Bad Example: Define the check as “Kubernetes probes undefined”
Good Example: Define the check as “Readiness Probes defined”
Achievable - The users must be able to achieve it. Let’s be honest no application can reach 100% so we need to make sure the users will be able to achieve 80% as easiest it’s possible. If our platform doesn’t allow us to get into 80% easily we may need to add services to help the users achieve it.
Should be a consensus - People need to feel related to your score and that they believe the score and checks are well defined. We’re not looking for 100% agreement across the organizations, but more than 70% should be enough. The teams should trust that the score is going to protect them. The score is going to be the insurance for them.
Open - Everyone can watch their score and even others' score. It’s important to share this kind of information and make it part of the identification of the process. If someone wants to consume an API it’s better to check the service reliability score before adding API to the critical path.
Aligned with the management - The management of the company needs to prioritize this score. The motion of adoption should be top->bottom which means managers should push their teams to achieve good scores but also bottom->top so individual contributors will push toward improving it.
The Platform Responsibility
There are two main roles for the platform:
Define and show the scores - be the platform to manage the scores and report based on them. All of the common portals do have a way to define scores and some of the premium ones even offer campaign features that help you to improve the score across the organization.
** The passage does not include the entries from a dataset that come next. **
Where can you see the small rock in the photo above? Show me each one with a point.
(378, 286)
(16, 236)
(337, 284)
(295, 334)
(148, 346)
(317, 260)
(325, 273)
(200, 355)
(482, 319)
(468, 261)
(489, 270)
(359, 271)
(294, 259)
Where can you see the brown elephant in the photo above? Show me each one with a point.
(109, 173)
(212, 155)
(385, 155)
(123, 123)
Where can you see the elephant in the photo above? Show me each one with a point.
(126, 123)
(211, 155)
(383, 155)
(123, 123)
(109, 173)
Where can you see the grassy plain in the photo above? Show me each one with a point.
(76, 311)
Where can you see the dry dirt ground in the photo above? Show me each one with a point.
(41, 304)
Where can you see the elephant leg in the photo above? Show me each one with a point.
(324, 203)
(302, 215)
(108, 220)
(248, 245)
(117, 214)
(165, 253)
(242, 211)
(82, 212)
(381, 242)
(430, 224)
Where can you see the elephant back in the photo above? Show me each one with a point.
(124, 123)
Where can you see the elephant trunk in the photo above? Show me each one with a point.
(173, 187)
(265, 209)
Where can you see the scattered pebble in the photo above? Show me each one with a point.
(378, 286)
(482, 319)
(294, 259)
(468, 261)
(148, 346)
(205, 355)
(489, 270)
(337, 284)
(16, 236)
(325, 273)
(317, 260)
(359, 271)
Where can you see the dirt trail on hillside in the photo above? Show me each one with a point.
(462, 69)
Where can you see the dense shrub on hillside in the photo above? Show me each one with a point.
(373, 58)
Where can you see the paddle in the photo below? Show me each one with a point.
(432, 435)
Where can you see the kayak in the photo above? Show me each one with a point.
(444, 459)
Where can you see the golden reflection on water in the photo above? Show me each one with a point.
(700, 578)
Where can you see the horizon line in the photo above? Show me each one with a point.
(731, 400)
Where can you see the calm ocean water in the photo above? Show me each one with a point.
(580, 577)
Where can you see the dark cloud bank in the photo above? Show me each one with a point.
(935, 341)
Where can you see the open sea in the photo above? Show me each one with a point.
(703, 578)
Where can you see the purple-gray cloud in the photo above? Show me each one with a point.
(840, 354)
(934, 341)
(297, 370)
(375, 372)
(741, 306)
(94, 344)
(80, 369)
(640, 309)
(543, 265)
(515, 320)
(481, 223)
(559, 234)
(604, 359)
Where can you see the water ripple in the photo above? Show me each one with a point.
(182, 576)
Enable Improvements - the easier it will be for users to achieve high scores, the scores will be. If the scorecards are top priority in the organization you should create a way to improve them easily and fast.
Score Groups
There are many score categories that can be defined, here are a few popular examples:
Security
Reliability
Performance
Scalability
Quality
Technology/Dependencies Deprecation
Resource Optimization
Test Coverage
Cost
Some of them can be grouped or be a sub-category of the other. It’s all about picking what’s important for your own organization.
Score Practical Examples
Security:
Check 1: The max number of critical & high CVEs
Check 2: The application doesn’t use unnecessary privileges
Reliability:
Check 1: The Service has Kubernetes Pod Disruption Budgets to limit the number of simultaneous pod disruptions during maintenance or failures to ensure service availability.
Check 2: The service got at least 5 replicas defined.
Performance:
Check 1: The application p99 response time is below 40ms.
Check 2: DB main queries take x ms.
Scalability:
Check 1: The service got autoscaling defined using HPA/KEDA.
Check 2: The service start time is below 30 seconds to allow fast startup.
Technology/Dependencies Deprecation:
Check 1: There are no deprecated packages in the application.
Check 2: The service doesn’t use deprecated APIs.
Resource Optimization:
Check 1: The service uses more than 80% of it’s defined resources.
Check 2: The service uses HPA.
Cost:
Check: Based on the cost optimization score in your cost tools define what’s a good score for it.